Fourteen local governments – ten in Borno, and two each in Adamawa and Yobe – were under Boko Haram control as at February 7th, but right now, they control just 3, all in Borno. Many expressed doubt that 6 weeks would be enough to carry out what seemed impossible for all of 2014, namely, preventing insurgents from capturing and holding any part of Nigerian territory.

Now, the Nigerian Army has significantly rolled back Boko Haram, with help from the armies of Niger, Chad and Cameroon, as well as other foreign soldiers, either in active combat roles or as technical advisers, depending on who you ask.

It has gone some way to improving Goodluck Jonathan’s abysmal record on security, but for many the timing of the army’s surge is suspect, and they wonder why it has taken so long. The President says he had underestimated the terrorist group. If so, this has brought a high cost indeed: 15,000 plus killed, 3 million plus displaced, and hundreds in captivity, most notable of which are the Chibok girls, who are yet to return to their parents nearly a year later.

On January 18th, Petroleum Minister, Diezani Allison-Madueke, reduced the price of petrol in a move that many felt was aimed at buying a few votes. At the time, low oil prices meant the petroleum subsidy bill was very low. However, with subsequent currency devaluation and a slight increase in oil prices since then, the subsidy bill sharply increased, and queues soon reappeared in major cities in March. The result was a predictable unforced error, as whatever goodwill was acquired by reducing the pump price, was quickly wasted by the stress of getting petrol at the new price.

Jonathan has also attempted to work on his optics, going to Maiduguri – the epicenter of the insurgency – to visit the troops, a place he has only gone to once before since assuming office. He also went to Baga and Mubi, two other towns on the receiving end of Boko Haram’s reign of terror.

There has also been a more aggressive media campaign, first to market what the Jonathan administration deems as its achievements, and also to smear the opposition. In a study of media campaign expenditure carried out by the Center for Social Justice (CESOJ) from January 1st to February 14th, the PDP spent N3.5 billion, while the APC spent N1.4 billion. That gap has almost certainly widened since the postponement.

The extent to which these efforts have been successful remains to be seen. The received wisdom is that there is a pool of ‘undecideds’ who could swing the election for one candidate or other. Whether this number is significant is another matter entirely. In the absence of reliable polling figures, these assumptions cannot be verified.

Another key feature of the last few weeks, from the ruling party’s point of view, has been relentless attacks on Attahiru Jega, the Electoral Commission (INEC) chairman. Jega was appointed in June 2010, shortly after Jonathan became Commander in Chief following Umaru Yar’Adua’s death. He presided over a resounding Jonathan victory at the 2011 polls, in an exercise that passed the credibility test.
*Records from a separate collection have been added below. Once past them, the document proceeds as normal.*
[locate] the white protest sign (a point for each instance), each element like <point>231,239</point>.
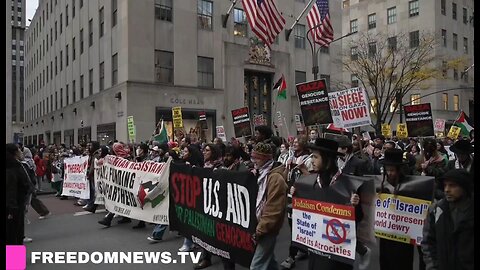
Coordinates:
<point>75,181</point>
<point>350,108</point>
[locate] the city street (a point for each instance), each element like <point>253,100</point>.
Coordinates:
<point>69,228</point>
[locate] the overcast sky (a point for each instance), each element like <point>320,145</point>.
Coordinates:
<point>31,7</point>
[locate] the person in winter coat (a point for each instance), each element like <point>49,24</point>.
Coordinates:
<point>448,231</point>
<point>18,187</point>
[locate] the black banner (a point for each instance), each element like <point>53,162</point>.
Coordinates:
<point>419,120</point>
<point>340,193</point>
<point>216,209</point>
<point>314,103</point>
<point>241,122</point>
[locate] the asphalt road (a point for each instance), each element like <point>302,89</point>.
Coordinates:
<point>69,228</point>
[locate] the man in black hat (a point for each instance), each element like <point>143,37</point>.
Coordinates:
<point>349,163</point>
<point>464,159</point>
<point>448,231</point>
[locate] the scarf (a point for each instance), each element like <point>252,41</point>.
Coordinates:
<point>262,187</point>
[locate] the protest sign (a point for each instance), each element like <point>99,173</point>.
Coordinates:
<point>402,132</point>
<point>177,117</point>
<point>241,122</point>
<point>419,120</point>
<point>215,209</point>
<point>386,130</point>
<point>332,226</point>
<point>314,103</point>
<point>75,181</point>
<point>454,132</point>
<point>202,117</point>
<point>131,129</point>
<point>137,190</point>
<point>400,218</point>
<point>350,108</point>
<point>439,125</point>
<point>221,133</point>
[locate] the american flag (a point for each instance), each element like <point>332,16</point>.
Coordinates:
<point>319,14</point>
<point>264,19</point>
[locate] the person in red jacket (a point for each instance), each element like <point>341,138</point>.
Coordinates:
<point>40,169</point>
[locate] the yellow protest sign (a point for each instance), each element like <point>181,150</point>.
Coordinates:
<point>386,130</point>
<point>454,132</point>
<point>177,117</point>
<point>402,132</point>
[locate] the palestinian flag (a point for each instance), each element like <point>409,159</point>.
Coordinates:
<point>162,136</point>
<point>464,122</point>
<point>281,86</point>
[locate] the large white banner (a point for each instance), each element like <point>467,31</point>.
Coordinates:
<point>137,190</point>
<point>350,108</point>
<point>400,218</point>
<point>325,228</point>
<point>75,181</point>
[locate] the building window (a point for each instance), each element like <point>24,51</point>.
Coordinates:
<point>414,39</point>
<point>73,49</point>
<point>392,15</point>
<point>300,36</point>
<point>90,33</point>
<point>444,37</point>
<point>454,11</point>
<point>354,53</point>
<point>204,13</point>
<point>354,80</point>
<point>240,23</point>
<point>455,41</point>
<point>354,26</point>
<point>392,43</point>
<point>100,22</point>
<point>445,101</point>
<point>81,41</point>
<point>372,49</point>
<point>163,10</point>
<point>444,69</point>
<point>114,12</point>
<point>205,72</point>
<point>82,90</point>
<point>90,82</point>
<point>102,76</point>
<point>456,100</point>
<point>413,9</point>
<point>74,92</point>
<point>114,69</point>
<point>415,99</point>
<point>66,55</point>
<point>372,21</point>
<point>164,67</point>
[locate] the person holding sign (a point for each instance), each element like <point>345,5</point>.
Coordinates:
<point>448,232</point>
<point>324,156</point>
<point>270,205</point>
<point>394,254</point>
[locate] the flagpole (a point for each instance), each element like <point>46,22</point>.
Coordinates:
<point>225,17</point>
<point>288,32</point>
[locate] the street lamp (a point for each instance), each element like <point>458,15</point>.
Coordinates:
<point>316,50</point>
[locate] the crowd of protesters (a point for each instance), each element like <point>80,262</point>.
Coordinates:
<point>278,163</point>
That he has now become the target for PDP proxies is a startling turnaround. Speculation that he will be removed before the election has only become worse with several newspaper advertorials calling his credibility into question, and several PDP affiliates calling for his removal.

His innovations, like the PVCs and electronic card readers, have also come under fire. Both are designed to reduce instances of multiple voting, and increase the integrity of the process, but have come under criticism, again from the PDP. Before the postponement, there was a push for the temporary cards to be used, with the argument being that not enough people had gotten their PVCs. Then the battleground moved to the electronic card readers, but a field test earlier this month, appears to have reduced most of the fears about their performance.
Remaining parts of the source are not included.